DiffuScene: Scene Graph Denoising Diffusion Probabilistic Model for Generative Indoor Scene Synthesis
AI-generated Key Points
- Traditional methods in indoor 3D scene synthesis rely on optimization techniques with predefined constraints based on room design rules, object category distributions, and human-object interactions.
- Recent advancements in deep generative models show promise in learning scene priors from large-scale datasets.
- GAN-based methods are used for implicit fitting of scene distributions through adversarial training, while VAE-based methods explicitly approximate scene distributions for better generative diversity.
- Auto-regressive models have been explored to predict objects sequentially but may struggle to capture relative attributes between objects and accumulate prediction errors over time.
- The introduced novel scene graph denoising diffusion probabilistic model generates 3D instance properties stored in a fully-connected scene graph and retrieves similar object geometries based on various attributes such as location, size, orientation, semantic information, and geometry features.
- By utilizing a diffusion model to determine placements and types of 3D instances, the model enables diverse applications including scene completion, arrangement, and text-conditioned synthesis.
- Experimental results on the 3D-FRONT dataset demonstrate that the model outperforms state-of-the-art methods by synthesizing more physically plausible and diverse indoor scenes.
- Extensive ablation studies further validate the effectiveness of the design choices made in the development of the scene diffusion model.
Authors: Jiapeng Tang, Yinyu Nie, Lev Markhasin, Angela Dai, Justus Thies, Matthias Nießner
Abstract: We present DiffuScene for indoor 3D scene synthesis based on a novel scene graph denoising diffusion probabilistic model, which generates 3D instance properties stored in a fully-connected scene graph and then retrieves the most similar object geometry for each graph node i.e. object instance which is characterized as a concatenation of different attributes, including location, size, orientation, semantic, and geometry features. Based on this scene graph, we designed a diffusion model to determine the placements and types of 3D instances. Our method can facilitate many downstream applications, including scene completion, scene arrangement, and text-conditioned scene synthesis. Experiments on the 3D-FRONT dataset show that our method can synthesize more physically plausible and diverse indoor scenes than state-of-the-art methods. Extensive ablation studies verify the effectiveness of our design choice in scene diffusion models.
Ask questions about this paper to our AI assistant
You can also chat with multiple papers at once here.
Assess the quality of the AI-generated content by voting
Score: 0
Why do we need votes?
Votes are used to determine whether we need to re-run our summarizing tools. If the count reaches -10, our tools can be restarted.
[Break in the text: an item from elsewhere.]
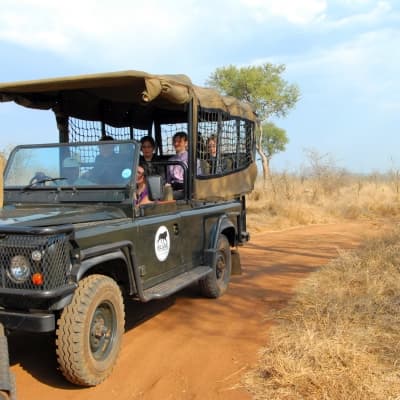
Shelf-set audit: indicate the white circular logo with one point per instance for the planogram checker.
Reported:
(162, 243)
Similar papers summarized with our AI tools
Navigate through even more similar papers through a
tree representationLook for similar papers (in beta version)
By clicking on the button above, our algorithm will scan all papers in our database to find the closest based on the contents of the full papers and not just on metadata. Please note that it only works for papers that we have generated summaries for and you can rerun it from time to time to get a more accurate result while our database grows.
Disclaimer: The AI-based summarization tool and virtual assistant provided on this website may not always provide accurate and complete summaries or responses. We encourage you to carefully review and evaluate the generated content to ensure its quality and relevance to your needs.